The two entered the Court of the Bold. The Lady in Black stretched her arm toward the young man, but he did not see it, for he left her immediately and went toward his own room. She remained standing alone for a moment in the court, leaning against the trunk of the eucalyptus tree in an attitude of unutterable sadness, then, with slow steps, she entered the Square Tower.
It was now the tenth of April. The attack of the Square Tower occurred on the night between the eleventh and twelfth.
CHAPTER X
THE EVENTS OF THE ELEVENTH OF APRIL
This attack took place under circumstances so mysterious and so inexplicable, to all appearances, under any reasonable hypothesis, that the reader will permit me, in order to make him comprehend the issue more fully, to dwell upon certain details in regard to the manner in which we spent our time on the eleventh day of April, 1895.
(1) The Morning.
The day, almost from the rising of the sun, was intolerably hot and the hours on guard were almost overpowering. The sun was as torrid as in the heart of Africa and it would have blinded us to keep watch over the waters which burned like a sheet of steel, brought to a white heat, if we had not been furnished with eyeglasses of smoked glass, without which it is difficult to pass the season of departing winter in this part of the country.
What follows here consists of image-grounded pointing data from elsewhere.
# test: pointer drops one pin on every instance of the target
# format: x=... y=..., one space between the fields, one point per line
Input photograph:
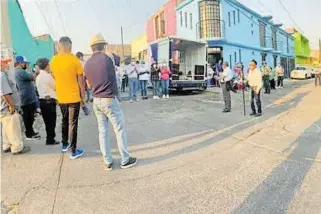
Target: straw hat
x=97 y=39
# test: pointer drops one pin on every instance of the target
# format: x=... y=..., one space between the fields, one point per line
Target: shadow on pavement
x=275 y=193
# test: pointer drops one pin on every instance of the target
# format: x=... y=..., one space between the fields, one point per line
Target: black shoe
x=24 y=150
x=7 y=150
x=131 y=162
x=33 y=137
x=52 y=143
x=109 y=167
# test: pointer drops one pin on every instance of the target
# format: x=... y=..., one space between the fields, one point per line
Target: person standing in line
x=101 y=77
x=155 y=78
x=165 y=73
x=317 y=76
x=143 y=79
x=255 y=83
x=272 y=78
x=133 y=82
x=266 y=77
x=25 y=82
x=210 y=74
x=226 y=78
x=70 y=90
x=47 y=97
x=84 y=107
x=280 y=75
x=10 y=119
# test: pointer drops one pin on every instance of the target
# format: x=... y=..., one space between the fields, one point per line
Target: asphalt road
x=192 y=159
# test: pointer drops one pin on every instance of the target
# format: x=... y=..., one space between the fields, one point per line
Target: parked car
x=301 y=72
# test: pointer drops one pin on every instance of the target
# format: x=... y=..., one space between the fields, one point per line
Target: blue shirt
x=101 y=75
x=26 y=86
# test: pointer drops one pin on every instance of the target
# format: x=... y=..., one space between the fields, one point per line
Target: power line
x=43 y=16
x=290 y=16
x=63 y=26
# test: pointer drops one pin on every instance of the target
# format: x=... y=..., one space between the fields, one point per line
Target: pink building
x=163 y=22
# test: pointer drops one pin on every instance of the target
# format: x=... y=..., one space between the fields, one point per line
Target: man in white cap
x=101 y=78
x=25 y=82
x=10 y=119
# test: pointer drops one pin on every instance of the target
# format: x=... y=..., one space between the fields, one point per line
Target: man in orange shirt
x=68 y=73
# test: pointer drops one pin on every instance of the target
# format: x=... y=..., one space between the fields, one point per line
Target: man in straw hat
x=101 y=77
x=70 y=91
x=10 y=119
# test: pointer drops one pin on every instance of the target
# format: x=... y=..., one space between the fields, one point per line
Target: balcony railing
x=210 y=28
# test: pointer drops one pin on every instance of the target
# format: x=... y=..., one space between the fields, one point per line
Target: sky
x=81 y=19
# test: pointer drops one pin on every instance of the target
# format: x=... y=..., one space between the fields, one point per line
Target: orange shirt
x=66 y=68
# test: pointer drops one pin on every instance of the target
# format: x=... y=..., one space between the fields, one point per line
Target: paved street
x=192 y=159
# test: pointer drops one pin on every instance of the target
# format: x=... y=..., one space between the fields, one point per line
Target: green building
x=302 y=50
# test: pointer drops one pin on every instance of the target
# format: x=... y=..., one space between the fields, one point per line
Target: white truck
x=186 y=60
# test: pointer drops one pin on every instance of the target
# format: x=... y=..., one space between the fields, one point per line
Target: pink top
x=165 y=72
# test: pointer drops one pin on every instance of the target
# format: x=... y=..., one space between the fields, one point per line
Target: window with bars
x=209 y=16
x=234 y=18
x=262 y=30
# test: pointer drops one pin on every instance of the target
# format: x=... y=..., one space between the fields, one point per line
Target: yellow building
x=139 y=48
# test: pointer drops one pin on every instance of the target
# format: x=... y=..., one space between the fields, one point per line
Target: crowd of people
x=137 y=75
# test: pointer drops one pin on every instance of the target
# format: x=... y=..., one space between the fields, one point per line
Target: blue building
x=235 y=33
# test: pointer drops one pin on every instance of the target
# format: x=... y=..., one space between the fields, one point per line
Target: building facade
x=139 y=48
x=163 y=22
x=302 y=50
x=235 y=33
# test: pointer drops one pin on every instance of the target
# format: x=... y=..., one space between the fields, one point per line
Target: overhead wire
x=251 y=19
x=59 y=14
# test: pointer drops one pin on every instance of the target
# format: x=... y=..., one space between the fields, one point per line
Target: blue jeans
x=165 y=86
x=143 y=87
x=133 y=87
x=109 y=110
x=156 y=87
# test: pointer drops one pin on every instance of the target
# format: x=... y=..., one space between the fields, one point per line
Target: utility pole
x=122 y=42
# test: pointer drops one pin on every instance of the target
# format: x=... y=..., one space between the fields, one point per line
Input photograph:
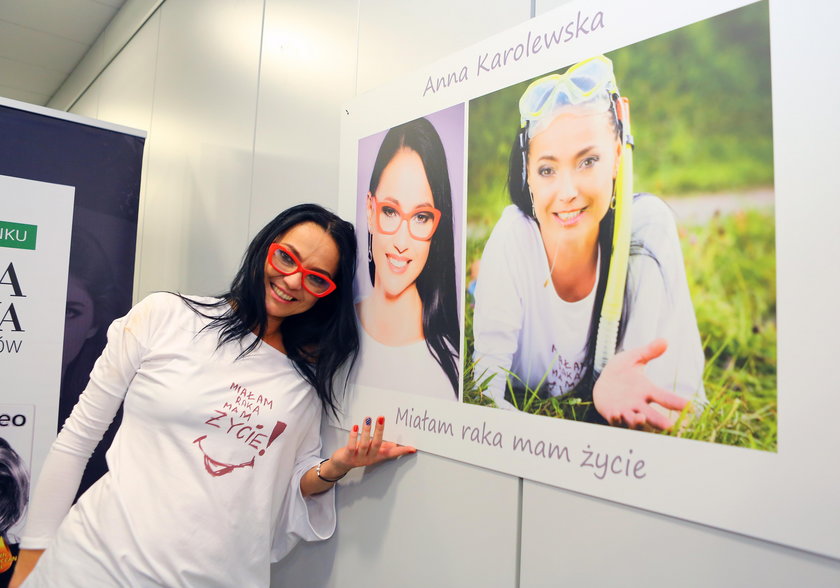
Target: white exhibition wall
x=242 y=102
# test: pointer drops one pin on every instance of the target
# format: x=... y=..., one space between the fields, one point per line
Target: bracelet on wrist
x=330 y=480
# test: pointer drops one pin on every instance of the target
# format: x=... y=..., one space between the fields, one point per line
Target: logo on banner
x=17 y=235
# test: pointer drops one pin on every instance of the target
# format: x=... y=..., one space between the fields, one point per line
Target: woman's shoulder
x=167 y=307
x=649 y=209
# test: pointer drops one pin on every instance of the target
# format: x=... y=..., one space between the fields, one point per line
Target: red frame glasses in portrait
x=406 y=217
x=306 y=272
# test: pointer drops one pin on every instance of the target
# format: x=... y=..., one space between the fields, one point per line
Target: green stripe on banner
x=17 y=235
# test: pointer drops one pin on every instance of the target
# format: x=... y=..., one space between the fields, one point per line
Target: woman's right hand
x=625 y=396
x=27 y=558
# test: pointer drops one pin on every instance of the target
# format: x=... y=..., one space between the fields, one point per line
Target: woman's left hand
x=362 y=449
x=624 y=395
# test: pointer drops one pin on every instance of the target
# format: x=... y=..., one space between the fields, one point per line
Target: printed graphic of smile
x=217 y=468
x=281 y=294
x=569 y=217
x=397 y=263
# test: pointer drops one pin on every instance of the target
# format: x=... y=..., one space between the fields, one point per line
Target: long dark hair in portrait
x=14 y=487
x=436 y=283
x=14 y=495
x=90 y=275
x=317 y=341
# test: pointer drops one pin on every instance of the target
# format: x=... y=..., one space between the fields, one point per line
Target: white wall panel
x=199 y=166
x=88 y=103
x=307 y=75
x=126 y=93
x=421 y=521
x=575 y=540
x=397 y=36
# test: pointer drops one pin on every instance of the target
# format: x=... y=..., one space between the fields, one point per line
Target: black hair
x=436 y=283
x=317 y=341
x=14 y=487
x=520 y=195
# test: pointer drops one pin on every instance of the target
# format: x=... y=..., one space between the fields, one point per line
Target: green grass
x=731 y=270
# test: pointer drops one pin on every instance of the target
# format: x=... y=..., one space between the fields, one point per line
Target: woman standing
x=215 y=471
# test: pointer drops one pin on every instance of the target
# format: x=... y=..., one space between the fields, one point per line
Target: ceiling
x=41 y=41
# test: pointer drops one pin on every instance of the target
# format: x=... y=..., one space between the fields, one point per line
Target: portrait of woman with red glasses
x=216 y=470
x=409 y=318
At nine o’clock, I came down from my room and went to the postern and entered the room which we had styled “the hall of counsel” to relieve Rouletabille of his guard. I had no time to say a single word to him before M. Darzac appeared, following almost upon my heels, and announcing that he had something very important to communicate to us. We inquired anxiously the cause of his agitation and he replied that he intended to quit the Fort of Hercules at once, taking his wife with him. This declaration left Rouletabille and myself dumb with surprise. I was the first to speak and endeavored to dissuade M. Darzac from even thinking of such an imprudence. Rouletabille frigidly inquired the reason for our friend’s sudden resolution and the latter replied by informing us of a scene which had occurred during the previous evening at the château and which revealed to us in how difficult a position the Darzacs were placed by remaining at the Fort of Hercules. The story may be summed up in a few words: Mme. Edith had had a nervous attack. We understood the reason at once for there was no doubt in the mind of either Rouletabille or myself that Mrs. Rance’s jealousy of Mme. Darzac was increasing every hour and that each act of courtesy performed by the husband toward the former object of his admiration was positively insupportable to his wife. The sounds of the fit of hysterics to which she had treated M. Rance and the words which she had spoken the night before had penetrated even through the heavy walls of “la Louve,” and M. Darzac, who was doing sentinel duty in the outer court, had been unable to help hearing some of the echoes of the young woman’s anger.
Rouletabille implored M. Darzac to endure the situation with fortitude, unpleasant as were the circumstances. He assured him that he agreed with his feeling that the stay of himself and Mme. Darzac at the Fort of Hercules must be made as brief as possible; but he also assured him that the security of both depended in great measure on their remaining in their present quarters for the time being. A new struggle had been begun between them on the one side and Larsan on the other. If they were to go away Larsan would know on the moment how to overtake them and in a time and place that they expected him the least. Here, they were forewarned, they were upon their guard, for they knew. Elsewhere, they would be at the mercy of everything and every person that surrounded them, for they would not have the ramparts of the Fort of Hercules to defend them. Certainly, this situation could not endure very long, but Rouletabille asked M. Darzac to wait eight days longer—not a single one more. “Eight days,” said Columbus long ago, “and I will give you a new world.” “Give me eight days and I will deliver Larsan into your hands,” was not what Rouletabille said, but it was what we knew that he was thinking.
M. Darzac left us, shaking his head, doubtfully. He was angrier than we had ever seen him. Rouletabille remarked:
“Mme. Darzac will not leave us and M. Darzac will stay if she does.”